They went up to the little white room opening from her mother’s, where Ombra slept. The red shawl was still lying on the floor, where it had fallen from Mrs. Anderson’s shoulders. Her little box of trinkets was open, her gloves on the table, and the moonlight, with a soft inquisition, whitening the brown air of the twilight, stole in by the side of the glass in which the two figures were dimly reflected.
‘Do I look like a ghost?’ said Ombra, taking off her hat. She was very pale; she looked like one of those creatures, half demons, half spirits, which poets see about the streams and woods. Never had she been so shadowy, so like her name; but there was a mist of consternation, of alarm, of trouble, about her. She was scared as well as heartbroken, like one who had seen some vision, and had been robbed of all her happiness thereby. ‘Mamma,’ she said, leaning upon her mother, but looking in the glass all the time, ‘this is the end of everything. I will be as patient as I can, and not vex you more than I can help; but it is all over. I do not care to live any more, and it is my own fault.’
‘Ombra, have some pity on me! Tell me, for heaven’s sake, what you mean.’
Then Ombra withdrew from her support, and began to take off her little ornaments—the necklace she wore, according to the fashion of the time, the little black velvet bracelets, the brooch at her throat.
‘It has all happened since sunset,’ she said, as she nervously undid the clasps. ‘He was beside me on the deck—he has been beside me all day.
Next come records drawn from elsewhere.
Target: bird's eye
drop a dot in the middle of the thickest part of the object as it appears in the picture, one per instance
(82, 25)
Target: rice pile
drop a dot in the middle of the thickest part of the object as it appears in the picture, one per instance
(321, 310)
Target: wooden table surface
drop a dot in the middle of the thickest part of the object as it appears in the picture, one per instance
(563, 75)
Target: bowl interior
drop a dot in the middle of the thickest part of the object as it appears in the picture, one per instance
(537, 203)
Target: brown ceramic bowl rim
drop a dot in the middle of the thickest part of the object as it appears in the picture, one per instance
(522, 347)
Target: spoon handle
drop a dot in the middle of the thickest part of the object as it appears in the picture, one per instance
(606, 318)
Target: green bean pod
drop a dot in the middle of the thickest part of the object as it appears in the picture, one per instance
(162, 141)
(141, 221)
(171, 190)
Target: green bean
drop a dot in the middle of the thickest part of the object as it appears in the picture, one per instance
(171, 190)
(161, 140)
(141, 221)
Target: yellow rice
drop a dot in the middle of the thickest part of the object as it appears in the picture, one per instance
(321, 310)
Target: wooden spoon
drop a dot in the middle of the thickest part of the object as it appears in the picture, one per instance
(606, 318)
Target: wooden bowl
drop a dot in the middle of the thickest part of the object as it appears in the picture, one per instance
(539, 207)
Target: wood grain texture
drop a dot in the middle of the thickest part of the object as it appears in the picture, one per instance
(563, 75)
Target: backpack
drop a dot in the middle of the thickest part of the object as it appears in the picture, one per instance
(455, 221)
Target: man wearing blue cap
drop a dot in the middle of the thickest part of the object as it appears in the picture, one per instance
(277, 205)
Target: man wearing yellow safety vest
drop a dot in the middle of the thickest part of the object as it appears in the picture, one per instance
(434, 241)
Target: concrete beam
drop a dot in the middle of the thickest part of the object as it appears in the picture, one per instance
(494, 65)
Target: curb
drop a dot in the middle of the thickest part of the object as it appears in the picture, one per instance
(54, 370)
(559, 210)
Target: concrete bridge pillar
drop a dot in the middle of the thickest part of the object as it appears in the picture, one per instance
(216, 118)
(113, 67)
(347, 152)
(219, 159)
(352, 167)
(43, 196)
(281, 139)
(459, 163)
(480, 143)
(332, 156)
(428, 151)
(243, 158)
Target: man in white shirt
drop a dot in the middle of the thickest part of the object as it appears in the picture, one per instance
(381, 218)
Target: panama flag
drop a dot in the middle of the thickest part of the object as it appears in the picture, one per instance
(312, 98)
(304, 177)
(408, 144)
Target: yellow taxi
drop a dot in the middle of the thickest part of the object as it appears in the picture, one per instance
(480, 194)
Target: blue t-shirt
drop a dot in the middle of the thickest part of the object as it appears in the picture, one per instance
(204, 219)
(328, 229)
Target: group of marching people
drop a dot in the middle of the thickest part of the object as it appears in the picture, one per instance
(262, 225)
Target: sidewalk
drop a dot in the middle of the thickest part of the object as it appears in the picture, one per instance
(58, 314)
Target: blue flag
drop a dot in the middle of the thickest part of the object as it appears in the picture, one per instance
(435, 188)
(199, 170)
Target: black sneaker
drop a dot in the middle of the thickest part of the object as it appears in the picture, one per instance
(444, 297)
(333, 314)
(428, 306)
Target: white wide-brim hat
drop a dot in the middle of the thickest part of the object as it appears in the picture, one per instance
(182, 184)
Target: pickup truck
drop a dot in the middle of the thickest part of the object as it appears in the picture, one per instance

Oh! can’t you tell without having it put into words?’
‘I cannot tell what could make you miserable,’ said her mother, with some impatience. ‘Ombra, if I could be angry with you——’
‘No, no,’ she said, deprecating; ‘Then you did not see it any more than I? So I am not so much, so very much to blame. Oh! mamma, he told me he—loved me—wanted me to—to—be married to him. Oh! when I think of all he said——’
‘But, dear,’ said Mrs. Anderson, recovering in a moment, ‘there is nothing so very dreadful in this. I knew he would tell you so one day or other. I have seen it coming for a long time——’
‘And you never told me—you never so much as tried to help me to see! You would not take the trouble to save your child from—from—— Oh! I will never forgive you, mamma!’
‘Ombra!’ Mrs. Anderson was struck with such absolute consternation that she could not say another word.